Indoor hydroponic gardens require plant grow lights. Traditional household lights do not offer the different types of light rays required for optimum growth. The Virginia Extension Service recommends using metal halide or sodium vapor lamps for indoor hydroponic gardens. Leave lights on according to the number of recommended hours for the specific plants in the hydroponic garden.
Air circulation is important to prevent mold and fungi growth on hydroponic plants. Plants pull carbon dioxide from the surrounding air for photosynthesis to grow, bloom and produce fruit. The Virginia Extension Service recommends placing a small fan near indoor hydroponic gardens to increase air flow.
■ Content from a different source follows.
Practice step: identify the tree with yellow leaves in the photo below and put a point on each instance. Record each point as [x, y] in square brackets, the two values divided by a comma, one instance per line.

Modern hydroponic grow systems come with a fan feature for air circulation.
Traditional gardening provides nutrients to plants through a soil medium. Hydroponic gardens require regular pH testing and fertilization for the proper water-nutrient balance. The Virginia Extension Service recommends using liquid fertilizer specifically made for hydroponic gardening. The pH levels should remain constant between 5 and 6. Gardeners can recycle old hydroponic water on houseplants or outdoor plants. Plants that grow rapidly, such as vegetables, need frequent fertilization to sustain growth and crop production.
Many types of plants do well for hydroponic growing, given the proper growing environment. Many home gardeners like to grow vegetables, herbs or flowering plants in this type of garden. EduBook recommends novice hydroponic gardeners try basil, lettuce, spinach and tomatoes for their first hydroponic plants.